Extend Marko

Here is an example of supporting parsing GitHub wiki links: [[Page 2|Page 2]].

Create a new element

GitHub wiki link is an inline level element. For the difference between block elements and inline elements, please refer to the corresponding section of Commonmark’s spec.

Now subclass marko.inline.InlineElement to create a new element type:

from marko import inline

class GitHubWiki(inline.InlineElement):

    pattern = r'\[\[ *(.+?) *\| *(.+?) *\]\]'
    parse_children = True

Inline elements use the pattern attribute to look for the matches in the text. To get more control of the scan process, consider overriding find() method to return an iterable of matches. If parse_children is True, parser will parse the group given by parse_group of the match to produce inline elements, the default group is 1. See Elements for available attributes and methods to change the parsing behavior.

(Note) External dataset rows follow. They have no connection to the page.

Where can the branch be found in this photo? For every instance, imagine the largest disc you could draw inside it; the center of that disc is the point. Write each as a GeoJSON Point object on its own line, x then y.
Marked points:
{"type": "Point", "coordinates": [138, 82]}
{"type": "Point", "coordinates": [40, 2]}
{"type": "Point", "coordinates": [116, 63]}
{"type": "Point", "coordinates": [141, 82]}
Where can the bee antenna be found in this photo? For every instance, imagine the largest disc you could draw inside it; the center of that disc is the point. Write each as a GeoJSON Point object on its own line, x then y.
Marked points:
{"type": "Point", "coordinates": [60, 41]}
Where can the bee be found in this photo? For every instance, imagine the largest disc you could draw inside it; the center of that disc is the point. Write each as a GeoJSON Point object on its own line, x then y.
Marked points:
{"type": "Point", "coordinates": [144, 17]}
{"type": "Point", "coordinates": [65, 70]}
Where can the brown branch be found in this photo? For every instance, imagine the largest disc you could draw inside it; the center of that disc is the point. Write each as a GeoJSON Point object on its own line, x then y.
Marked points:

Now, write the __init__() method to control how the parsed result should map to element attributes. You don’t need to provide the parsed content since it is handled by parser automatically:

class GitHubWiki(inline.InlineElement):

    pattern = r'\[\[ *(.+?) *| *(.+?) *\]\]'
    parse_children = True

    def __init__(self, match):
        self.target = match.group(2)

About the parsing priority

The parser respects element’s priority attribute to control the parsing precedence. It is 5 by default, which is the same as emphasis, links and images. A higher number means the element will be tried sooner. For elements of the same priority, what comes the first will be parsed:

*This is an [[emphasis*|target]]
# Parsed as: <em>This is an [[emphasis</em>|target]]

If we set a higher priority (e.g. 6), it will be tried sooner:

*This is an <a href="target">emphasis*</a>

About overriding default elements

Sometimes you may want to modify the functionality of existing elements, like changing the parsing process or providing more attributes, and want to replace the old one. In this case, you should add override = True to the element attribute.

Add a new render function

Marko uses mixins to add functionalities to renderer or parser. Parser controls the parsing logic which you don’t need to change at the most of time, while renderer mixins controll how to represent the elements by the element name, in snake-cased form. In our case:

class WikiRendererMixin(object):

    def render_github_wiki(self, element):
        return '<a href="{}">{}</a>'.format(
            self.escape_url(element.target), self.render_children(element)
        )

The renderer mixins will be combined together with marko’s default base renderer: HTMLRenderer, which you need in most cases, to create a marko.renderer.Renderer instance.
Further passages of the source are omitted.